Greater Parkersburg

Early Model Airplane in Parkersburg


Transportation to and through Wood County played a significant role in the development of the state of West Virginia and the nation.

While the first settlers in the late 1700s forged their way through densely populated forests on foot and horseback, future generations would come by way of the river, road or rail.

Running through the Ohio Valley, the Ohio and Little Kanawha Rivers carried a vast and varied panorama of thousands of travelers into the heart of North America at the turn of the 19th century.  By 1811 the outside world had begun to break into the quiet town when the Ohio River's first steamboat stopped in Parkersburg to refuel.

Travel by road improved when the Northwestern Turnpike, connecting Winchester, Virginia and Parkersburg (paralleling present-day US Route 50), was completed in 1838.  Nine years later, the Staunton-Parkersburg Turnpike (following modern day WV Route 47) was finished.  But Parkersburg’s greatest economic and population expansion came after the railroad embraced it in her steel web.  A branch of the Baltimore and Ohio Railroad reached the river city in 1857, for the first time giving the town easy access to the East Coast and Cincinnati.

The railroad, in combination with the discovery of the world’s largest oil fields in 1860 just north and east of Parkersburg, brought a great deal of prosperity to the region.  Because of its strategic geographical location on the B & O Railroad (exactly half way between Baltimore, Maryland and St.

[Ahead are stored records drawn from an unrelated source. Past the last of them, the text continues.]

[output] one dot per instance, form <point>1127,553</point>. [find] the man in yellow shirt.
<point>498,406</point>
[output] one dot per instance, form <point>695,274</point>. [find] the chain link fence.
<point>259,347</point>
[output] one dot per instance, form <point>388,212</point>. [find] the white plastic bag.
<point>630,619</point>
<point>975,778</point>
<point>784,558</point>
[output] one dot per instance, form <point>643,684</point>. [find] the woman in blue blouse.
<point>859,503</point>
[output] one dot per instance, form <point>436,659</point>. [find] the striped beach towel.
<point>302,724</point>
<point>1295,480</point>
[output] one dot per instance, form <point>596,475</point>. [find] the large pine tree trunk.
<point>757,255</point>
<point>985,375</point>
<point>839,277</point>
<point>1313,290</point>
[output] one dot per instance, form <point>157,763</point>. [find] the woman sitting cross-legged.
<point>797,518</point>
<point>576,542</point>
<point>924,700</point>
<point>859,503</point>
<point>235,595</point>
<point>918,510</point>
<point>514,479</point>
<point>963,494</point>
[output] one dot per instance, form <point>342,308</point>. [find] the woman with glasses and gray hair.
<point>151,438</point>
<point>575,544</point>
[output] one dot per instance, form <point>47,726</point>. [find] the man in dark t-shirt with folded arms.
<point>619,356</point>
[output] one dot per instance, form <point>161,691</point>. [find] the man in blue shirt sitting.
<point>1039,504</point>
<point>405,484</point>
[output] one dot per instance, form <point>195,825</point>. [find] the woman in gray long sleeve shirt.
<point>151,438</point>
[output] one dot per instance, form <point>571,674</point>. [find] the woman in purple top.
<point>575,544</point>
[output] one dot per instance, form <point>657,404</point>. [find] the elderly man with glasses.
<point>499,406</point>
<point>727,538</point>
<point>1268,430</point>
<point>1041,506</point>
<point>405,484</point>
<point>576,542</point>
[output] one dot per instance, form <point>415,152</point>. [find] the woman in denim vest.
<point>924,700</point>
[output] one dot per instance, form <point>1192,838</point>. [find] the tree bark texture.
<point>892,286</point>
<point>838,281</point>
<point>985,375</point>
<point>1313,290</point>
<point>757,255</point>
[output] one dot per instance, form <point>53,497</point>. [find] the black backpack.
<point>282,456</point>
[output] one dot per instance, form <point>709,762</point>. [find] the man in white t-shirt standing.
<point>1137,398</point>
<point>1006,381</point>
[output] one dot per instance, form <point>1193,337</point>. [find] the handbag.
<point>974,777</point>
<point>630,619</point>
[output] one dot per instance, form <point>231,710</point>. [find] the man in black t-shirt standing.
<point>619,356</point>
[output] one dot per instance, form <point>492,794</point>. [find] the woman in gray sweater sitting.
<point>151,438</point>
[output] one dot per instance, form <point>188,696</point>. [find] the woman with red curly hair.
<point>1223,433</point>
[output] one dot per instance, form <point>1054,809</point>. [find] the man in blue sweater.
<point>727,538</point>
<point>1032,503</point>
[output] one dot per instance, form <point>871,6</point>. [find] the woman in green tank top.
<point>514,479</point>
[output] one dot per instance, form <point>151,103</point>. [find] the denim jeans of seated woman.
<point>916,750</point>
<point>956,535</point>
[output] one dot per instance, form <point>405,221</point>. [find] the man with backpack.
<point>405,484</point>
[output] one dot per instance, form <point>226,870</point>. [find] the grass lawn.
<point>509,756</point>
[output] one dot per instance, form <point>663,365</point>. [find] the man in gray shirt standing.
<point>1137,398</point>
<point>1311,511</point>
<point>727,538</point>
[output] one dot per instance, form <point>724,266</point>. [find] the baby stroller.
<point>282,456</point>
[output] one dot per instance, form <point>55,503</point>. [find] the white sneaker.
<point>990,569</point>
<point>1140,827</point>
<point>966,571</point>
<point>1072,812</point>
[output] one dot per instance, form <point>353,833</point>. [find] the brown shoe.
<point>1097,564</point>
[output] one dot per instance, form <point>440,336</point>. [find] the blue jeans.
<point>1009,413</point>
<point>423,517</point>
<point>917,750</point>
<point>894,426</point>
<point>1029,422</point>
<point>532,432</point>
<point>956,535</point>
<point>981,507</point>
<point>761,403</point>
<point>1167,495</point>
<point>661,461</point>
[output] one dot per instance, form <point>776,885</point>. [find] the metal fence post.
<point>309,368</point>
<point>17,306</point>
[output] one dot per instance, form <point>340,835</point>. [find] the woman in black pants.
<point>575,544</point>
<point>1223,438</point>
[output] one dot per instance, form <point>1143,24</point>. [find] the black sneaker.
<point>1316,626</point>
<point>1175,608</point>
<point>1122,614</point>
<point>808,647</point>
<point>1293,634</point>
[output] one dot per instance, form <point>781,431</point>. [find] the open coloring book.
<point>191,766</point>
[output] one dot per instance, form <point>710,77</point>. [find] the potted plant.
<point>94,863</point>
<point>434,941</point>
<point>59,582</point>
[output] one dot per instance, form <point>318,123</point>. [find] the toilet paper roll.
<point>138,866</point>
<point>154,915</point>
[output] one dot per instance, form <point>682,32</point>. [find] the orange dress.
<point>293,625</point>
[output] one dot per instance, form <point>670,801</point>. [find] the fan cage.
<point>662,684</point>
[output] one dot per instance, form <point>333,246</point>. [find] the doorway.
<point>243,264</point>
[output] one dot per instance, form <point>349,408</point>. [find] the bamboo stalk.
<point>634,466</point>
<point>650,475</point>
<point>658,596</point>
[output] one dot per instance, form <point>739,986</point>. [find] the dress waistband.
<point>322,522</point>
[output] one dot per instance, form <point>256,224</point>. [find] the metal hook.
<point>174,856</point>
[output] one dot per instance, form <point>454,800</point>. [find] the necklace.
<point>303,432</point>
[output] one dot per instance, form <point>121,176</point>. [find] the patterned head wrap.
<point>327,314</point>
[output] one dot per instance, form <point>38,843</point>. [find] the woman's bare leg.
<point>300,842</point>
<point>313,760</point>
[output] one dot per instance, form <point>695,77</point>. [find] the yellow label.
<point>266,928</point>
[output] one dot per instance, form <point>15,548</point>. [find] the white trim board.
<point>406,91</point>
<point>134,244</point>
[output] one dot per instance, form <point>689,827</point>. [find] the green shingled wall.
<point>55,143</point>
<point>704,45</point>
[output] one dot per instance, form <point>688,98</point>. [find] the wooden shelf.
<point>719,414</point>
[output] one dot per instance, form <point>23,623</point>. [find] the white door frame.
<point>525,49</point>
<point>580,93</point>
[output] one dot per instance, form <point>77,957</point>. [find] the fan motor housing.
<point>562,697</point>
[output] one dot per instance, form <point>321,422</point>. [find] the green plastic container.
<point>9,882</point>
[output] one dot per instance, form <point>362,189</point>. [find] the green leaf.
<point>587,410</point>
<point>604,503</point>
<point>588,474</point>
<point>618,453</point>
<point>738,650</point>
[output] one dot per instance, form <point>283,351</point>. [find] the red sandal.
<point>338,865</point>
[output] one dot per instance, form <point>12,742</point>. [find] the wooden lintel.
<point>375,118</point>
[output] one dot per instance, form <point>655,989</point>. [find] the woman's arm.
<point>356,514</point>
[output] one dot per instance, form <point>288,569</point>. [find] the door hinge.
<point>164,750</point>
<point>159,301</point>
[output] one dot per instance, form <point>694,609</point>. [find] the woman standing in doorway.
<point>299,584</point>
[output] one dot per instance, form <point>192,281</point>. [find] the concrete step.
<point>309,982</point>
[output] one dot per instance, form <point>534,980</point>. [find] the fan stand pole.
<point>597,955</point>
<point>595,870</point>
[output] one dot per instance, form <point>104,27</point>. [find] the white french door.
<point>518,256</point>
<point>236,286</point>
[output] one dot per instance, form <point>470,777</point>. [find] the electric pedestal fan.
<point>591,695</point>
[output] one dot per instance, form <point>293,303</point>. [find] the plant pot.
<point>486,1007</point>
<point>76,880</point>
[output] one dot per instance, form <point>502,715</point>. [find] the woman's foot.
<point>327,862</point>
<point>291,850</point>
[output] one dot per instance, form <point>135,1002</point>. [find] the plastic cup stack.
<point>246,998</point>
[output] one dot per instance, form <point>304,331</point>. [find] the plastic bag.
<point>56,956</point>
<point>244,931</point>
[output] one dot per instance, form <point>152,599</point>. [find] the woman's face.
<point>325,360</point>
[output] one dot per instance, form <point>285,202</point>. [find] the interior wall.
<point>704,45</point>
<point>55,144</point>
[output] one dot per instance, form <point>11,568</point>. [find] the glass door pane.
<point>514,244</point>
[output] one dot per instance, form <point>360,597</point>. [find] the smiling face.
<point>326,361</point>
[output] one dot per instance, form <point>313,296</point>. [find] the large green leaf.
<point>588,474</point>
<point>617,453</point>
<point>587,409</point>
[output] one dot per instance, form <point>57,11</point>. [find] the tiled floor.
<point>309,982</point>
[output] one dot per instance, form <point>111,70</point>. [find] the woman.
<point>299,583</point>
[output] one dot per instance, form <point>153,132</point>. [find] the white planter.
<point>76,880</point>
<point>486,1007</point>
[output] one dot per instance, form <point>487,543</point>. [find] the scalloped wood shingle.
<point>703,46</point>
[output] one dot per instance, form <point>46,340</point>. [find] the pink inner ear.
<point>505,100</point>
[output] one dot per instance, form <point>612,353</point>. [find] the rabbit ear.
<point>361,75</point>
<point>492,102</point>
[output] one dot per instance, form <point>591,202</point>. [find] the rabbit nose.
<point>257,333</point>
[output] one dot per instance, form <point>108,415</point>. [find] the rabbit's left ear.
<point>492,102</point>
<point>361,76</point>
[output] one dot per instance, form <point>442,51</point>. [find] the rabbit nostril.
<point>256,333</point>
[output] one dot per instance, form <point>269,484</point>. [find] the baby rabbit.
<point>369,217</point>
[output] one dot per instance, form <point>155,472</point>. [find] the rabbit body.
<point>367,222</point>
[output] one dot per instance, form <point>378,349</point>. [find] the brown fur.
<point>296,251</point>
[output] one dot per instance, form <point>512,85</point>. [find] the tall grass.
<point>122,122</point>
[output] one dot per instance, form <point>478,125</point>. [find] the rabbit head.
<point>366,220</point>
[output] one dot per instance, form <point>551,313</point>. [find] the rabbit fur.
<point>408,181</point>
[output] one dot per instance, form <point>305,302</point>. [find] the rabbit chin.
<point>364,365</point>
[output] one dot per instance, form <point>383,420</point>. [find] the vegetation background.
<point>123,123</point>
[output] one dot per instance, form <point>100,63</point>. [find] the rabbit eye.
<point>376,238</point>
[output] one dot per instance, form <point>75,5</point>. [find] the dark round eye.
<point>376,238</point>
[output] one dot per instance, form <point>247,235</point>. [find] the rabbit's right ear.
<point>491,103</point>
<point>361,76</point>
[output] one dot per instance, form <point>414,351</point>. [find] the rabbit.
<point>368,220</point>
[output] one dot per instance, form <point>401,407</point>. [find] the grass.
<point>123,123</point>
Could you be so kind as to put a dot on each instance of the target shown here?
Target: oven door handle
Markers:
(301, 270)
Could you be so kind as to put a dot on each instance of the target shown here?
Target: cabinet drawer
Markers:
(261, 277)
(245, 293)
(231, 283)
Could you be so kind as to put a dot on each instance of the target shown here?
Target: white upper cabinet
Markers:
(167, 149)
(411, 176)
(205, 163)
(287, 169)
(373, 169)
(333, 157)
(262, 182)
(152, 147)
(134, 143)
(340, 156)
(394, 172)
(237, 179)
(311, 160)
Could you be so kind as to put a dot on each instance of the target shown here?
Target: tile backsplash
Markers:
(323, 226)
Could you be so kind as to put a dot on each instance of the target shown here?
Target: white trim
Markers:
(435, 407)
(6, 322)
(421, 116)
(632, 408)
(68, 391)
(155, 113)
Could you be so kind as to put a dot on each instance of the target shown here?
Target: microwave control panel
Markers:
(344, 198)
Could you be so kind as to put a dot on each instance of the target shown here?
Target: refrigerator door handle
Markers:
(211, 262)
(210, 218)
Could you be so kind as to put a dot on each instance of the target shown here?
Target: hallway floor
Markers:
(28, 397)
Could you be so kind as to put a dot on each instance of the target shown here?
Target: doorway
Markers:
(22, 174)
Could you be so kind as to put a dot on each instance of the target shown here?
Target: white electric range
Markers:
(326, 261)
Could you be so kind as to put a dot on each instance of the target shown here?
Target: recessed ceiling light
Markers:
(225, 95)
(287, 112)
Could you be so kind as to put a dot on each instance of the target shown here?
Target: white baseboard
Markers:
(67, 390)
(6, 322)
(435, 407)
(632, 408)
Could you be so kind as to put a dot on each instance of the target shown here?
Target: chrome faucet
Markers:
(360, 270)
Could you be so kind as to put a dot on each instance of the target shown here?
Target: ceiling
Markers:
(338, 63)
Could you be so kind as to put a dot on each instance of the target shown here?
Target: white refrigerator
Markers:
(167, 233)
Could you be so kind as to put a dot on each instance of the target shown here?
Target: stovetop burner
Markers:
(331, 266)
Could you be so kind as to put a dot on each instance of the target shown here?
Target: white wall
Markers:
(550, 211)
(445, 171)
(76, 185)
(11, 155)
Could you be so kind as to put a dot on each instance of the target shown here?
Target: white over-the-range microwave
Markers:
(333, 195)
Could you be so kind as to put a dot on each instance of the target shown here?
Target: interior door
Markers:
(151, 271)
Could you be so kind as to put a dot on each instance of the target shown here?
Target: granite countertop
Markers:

Louis, Missouri), and its fuel resources, Parkersburg became a major troop transfer and supply center for the Union Army during the Civil War.  The completion of the B & O Railroad across the Ohio River in 1871 further ignited growth in the area.

In more recent developments, the completion of Interstate 77 during the 1970s further improved access to the area from north and south.  The construction of the final section of the new four-lane US Route 50 through Parkersburg provides greatly enhanced accessibility from the east and west.